While 401(k) plans and traditional IRAs may be effective tools for saving money, they present challenges in retirement, especially when it comes to distributions. In both plans, you may get some tax benefit when you contribute money, and you receive tax-deferred growth as long as money stays in the account.
However, all distributions from the plans are taxable, which could be a problem in retirement. Most retirees are looking to cut their expenses, including taxes. Qualified plan distributions could create new taxes and could increase taxable income, which affects things like taxes on Social Security benefits and premiums for Medicare.
Additionally, both 401(k) plans and traditional IRAs have required minimum distributions (RMDs), which are mandated withdrawals that begin at age 70½. If you don’t need the withdrawals and simply wish to keep growing your assets as a benefit for your heirs, those RMDs may be frustrating.
Fortunately, there’s an alternative. You can convert those 401(k) or traditional IRA funds into a Roth IRA. With a Roth, you pay no taxes on distributions after age 59½. There is also no requirement to take distributions at age 70½. You can let the assets grow as long as you would like.
Roth conversions aren’t for everyone, though. There are a few important points to consider before you start the process. Below are three questions to ask yourself before you start a conversion:
Do you need income within five years?
Roth distributions are generally tax-free, assuming the distributions meet qualification standards. The first qualification is that you must be either age 59½ or older, disabled or dead. The second is that the Roth account must be open for at least five years.
Effectively, that means you need to do the conversion and then wait five years to take withdrawals if you want to take advantage of the tax-free distributions. If you need income sooner than that and have no other sources, a Roth conversion may not be the right strategy.
Do you have other funds to pay the taxes?
Remember, 401(k) and traditional IRA accounts have taxable distributions. That treatment doesn’t go away just because you’re doing a conversion. If you convert those funds to a Roth, you will have to pay taxes on the growth and deductible contributions that are being converted.

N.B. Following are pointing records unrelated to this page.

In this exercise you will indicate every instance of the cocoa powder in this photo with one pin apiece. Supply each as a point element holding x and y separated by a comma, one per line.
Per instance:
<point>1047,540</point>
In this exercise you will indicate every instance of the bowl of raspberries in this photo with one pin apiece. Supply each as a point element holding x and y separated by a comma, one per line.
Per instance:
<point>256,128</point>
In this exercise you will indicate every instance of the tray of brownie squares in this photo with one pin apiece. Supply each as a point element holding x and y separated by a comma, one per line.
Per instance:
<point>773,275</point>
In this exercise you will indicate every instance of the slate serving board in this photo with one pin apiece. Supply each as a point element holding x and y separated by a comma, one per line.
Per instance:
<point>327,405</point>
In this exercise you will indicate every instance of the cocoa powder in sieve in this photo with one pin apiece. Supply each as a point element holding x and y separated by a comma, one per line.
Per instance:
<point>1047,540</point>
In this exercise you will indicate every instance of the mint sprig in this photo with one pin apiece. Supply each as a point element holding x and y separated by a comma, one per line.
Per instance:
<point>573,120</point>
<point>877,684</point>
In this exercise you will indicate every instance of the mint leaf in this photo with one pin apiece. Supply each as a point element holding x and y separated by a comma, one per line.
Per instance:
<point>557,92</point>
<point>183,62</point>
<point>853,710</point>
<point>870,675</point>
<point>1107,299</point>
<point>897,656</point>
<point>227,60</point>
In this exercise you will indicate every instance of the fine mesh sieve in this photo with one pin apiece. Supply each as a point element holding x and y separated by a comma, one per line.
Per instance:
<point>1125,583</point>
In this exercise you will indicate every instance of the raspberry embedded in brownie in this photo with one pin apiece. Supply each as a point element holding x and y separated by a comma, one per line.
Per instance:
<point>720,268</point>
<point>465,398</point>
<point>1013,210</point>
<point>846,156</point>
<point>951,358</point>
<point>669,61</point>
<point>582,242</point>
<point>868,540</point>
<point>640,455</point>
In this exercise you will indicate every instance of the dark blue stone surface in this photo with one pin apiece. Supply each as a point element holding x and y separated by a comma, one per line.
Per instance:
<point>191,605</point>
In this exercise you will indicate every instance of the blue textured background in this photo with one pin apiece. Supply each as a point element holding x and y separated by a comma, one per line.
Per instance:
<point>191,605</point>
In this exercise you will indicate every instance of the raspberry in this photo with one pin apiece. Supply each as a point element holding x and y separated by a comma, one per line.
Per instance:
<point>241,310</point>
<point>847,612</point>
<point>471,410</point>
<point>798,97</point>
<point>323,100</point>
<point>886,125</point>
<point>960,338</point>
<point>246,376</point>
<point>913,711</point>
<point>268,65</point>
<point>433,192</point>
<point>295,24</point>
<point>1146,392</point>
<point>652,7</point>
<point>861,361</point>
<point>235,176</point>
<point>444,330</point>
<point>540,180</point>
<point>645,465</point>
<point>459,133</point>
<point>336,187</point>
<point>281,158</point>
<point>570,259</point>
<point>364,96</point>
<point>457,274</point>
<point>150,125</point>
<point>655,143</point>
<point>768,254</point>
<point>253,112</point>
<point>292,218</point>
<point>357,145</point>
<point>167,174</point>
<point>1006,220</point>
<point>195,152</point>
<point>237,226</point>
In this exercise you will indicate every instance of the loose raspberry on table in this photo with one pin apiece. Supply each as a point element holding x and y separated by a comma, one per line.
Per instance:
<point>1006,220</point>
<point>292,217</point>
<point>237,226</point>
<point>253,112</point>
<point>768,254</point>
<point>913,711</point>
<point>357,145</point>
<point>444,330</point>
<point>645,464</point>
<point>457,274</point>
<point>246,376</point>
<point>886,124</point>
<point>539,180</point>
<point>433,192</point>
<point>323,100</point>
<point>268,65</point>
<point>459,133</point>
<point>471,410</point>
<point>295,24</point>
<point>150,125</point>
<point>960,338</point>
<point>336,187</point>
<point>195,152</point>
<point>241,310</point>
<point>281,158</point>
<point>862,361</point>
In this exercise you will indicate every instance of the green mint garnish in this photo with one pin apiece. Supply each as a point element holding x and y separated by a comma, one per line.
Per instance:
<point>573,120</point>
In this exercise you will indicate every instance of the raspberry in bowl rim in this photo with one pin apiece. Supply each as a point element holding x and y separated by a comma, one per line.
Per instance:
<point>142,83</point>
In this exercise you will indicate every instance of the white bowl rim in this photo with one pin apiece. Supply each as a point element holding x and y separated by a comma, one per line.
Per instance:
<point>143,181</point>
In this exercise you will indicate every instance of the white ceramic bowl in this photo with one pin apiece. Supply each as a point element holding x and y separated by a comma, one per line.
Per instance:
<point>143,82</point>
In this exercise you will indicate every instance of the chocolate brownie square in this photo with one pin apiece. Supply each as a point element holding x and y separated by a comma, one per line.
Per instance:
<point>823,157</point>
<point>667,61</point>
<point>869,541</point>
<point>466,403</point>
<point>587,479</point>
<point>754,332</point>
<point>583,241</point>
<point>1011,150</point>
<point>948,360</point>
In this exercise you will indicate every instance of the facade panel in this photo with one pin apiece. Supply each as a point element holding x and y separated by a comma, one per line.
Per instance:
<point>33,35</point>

It’s usually a good strategy to pay the tax bill with non-IRA funds. Technically, you can withhold the taxes from the converted amount. However, to fully take advantage of the Roth’s benefits, you’ll want to fund it with as much money as possible. If you don’t have other funds to pay the tax bill, you may want to rethink the conversion.
How will you invest your Roth assets?
When your converted funds enter the Roth, they usually come into the account as cash. This may be a good time to reassess your investment strategy and your allocation. If you’ve recently retired, or if you’re approaching retirement, you may want to consider strategies that minimize risk while still providing growth opportunities.
One such strategy may be a fixed indexed annuity. These types of annuities pay interest based on the performance of an underlying index, like the S&P 500. If the index performs well, you receive a higher interest rate. If the index performs poorly, you receive less interest, but you never lose money.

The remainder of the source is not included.